Poi ribadiscono le regole per la partecipazione ai nuovi arrivati.

  • Si guarda il film tutti insieme
  • Durante la visione non si fuma e si ascolta in silenzio
  • Si invita a cogliere il significato del film, quali messaggi esprime, al di là del fatto che il film possa piacere o meno
  • Si ricorda ai partecipanti che dopo la fine del film si condivide una merenda tutti assieme e che in cerchio si fa un dibattito, ossia uno scambio di punti di vista su cosa è piaciuto/ non piaciuto del film, quali i messaggi rilevati, quali cose sono interessanti, etc.

Valenze e obiettivo del progetto:

Nell’ambito delle attività di rieducazione, il progetto cineforum ha diverse valenze reputate importanti per quanto riguarda obiettivi comportamentali all’interno dello spazio carcere.

Innanzitutto seguire le regole comportamentali che ribadiscono i volontari all’inizio, e quindi aderire e restare nei confini tracciati per la visione del film (non fumo, non parlo con il vicino, non disturbo… mi concentro, cerco di capire cosa succede…).

Nondimeno a partire dall’allestimento della sala fino alla fine (smontare il materiale e riordinare) mette le persone in condizione di collaborare per un obiettivo comune.

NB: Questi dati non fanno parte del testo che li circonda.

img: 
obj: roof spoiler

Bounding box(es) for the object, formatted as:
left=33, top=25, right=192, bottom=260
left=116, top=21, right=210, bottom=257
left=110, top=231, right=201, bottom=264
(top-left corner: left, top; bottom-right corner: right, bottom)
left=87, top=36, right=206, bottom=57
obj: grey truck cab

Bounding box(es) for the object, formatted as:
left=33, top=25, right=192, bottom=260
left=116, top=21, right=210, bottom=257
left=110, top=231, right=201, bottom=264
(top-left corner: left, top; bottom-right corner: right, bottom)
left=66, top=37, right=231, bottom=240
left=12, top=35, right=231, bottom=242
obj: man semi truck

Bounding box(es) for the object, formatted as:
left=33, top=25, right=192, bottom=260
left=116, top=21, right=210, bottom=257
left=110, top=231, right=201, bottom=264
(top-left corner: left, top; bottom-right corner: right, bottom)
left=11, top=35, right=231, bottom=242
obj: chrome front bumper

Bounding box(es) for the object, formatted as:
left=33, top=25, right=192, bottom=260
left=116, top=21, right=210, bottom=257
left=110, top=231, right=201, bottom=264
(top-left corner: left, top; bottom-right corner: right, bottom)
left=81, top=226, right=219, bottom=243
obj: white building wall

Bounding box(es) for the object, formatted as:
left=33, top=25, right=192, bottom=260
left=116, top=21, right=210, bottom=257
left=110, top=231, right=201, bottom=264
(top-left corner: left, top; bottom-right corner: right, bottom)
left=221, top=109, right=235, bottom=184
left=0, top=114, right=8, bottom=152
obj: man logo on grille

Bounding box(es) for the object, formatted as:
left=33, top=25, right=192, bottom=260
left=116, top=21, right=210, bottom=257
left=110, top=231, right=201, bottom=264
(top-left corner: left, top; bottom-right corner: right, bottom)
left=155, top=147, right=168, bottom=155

Il dibattito come momento di confronto è essenziale ed è quello che incornicia l’attività nell’ambito cineforum (diverso da cinema/intrattenimento puro e fine a se stesso). I volontari diventano facilitatori e moderatori delle comunicazioni, è una fase rilevante in cui i partecipanti possono esprimere le loro opinioni senza un giudizio, in modo libero con l’attenzione dei volontari affinché anche il confronto sia un momento costruttivo e non distruttivo, attraverso lo stimolo di domande “Come mai hai pensato questo?” “Per quale motivo ti viene in mente questa cosa?” “Che cosa ne pensate di quello che è successo?” etc.

Si cerca di stimolare al confronto e al dibattito facendo attenzione che la comunicazione sia circolare e di gruppo, non a coppie o tra gruppetti. Per consentire questo i volontari restano in piedi in modo da visualizzare tutto il gruppo, per tirare le fila della discussione e -se necessario – smorzare comportamenti provocatori o disturbanti in modo pacato.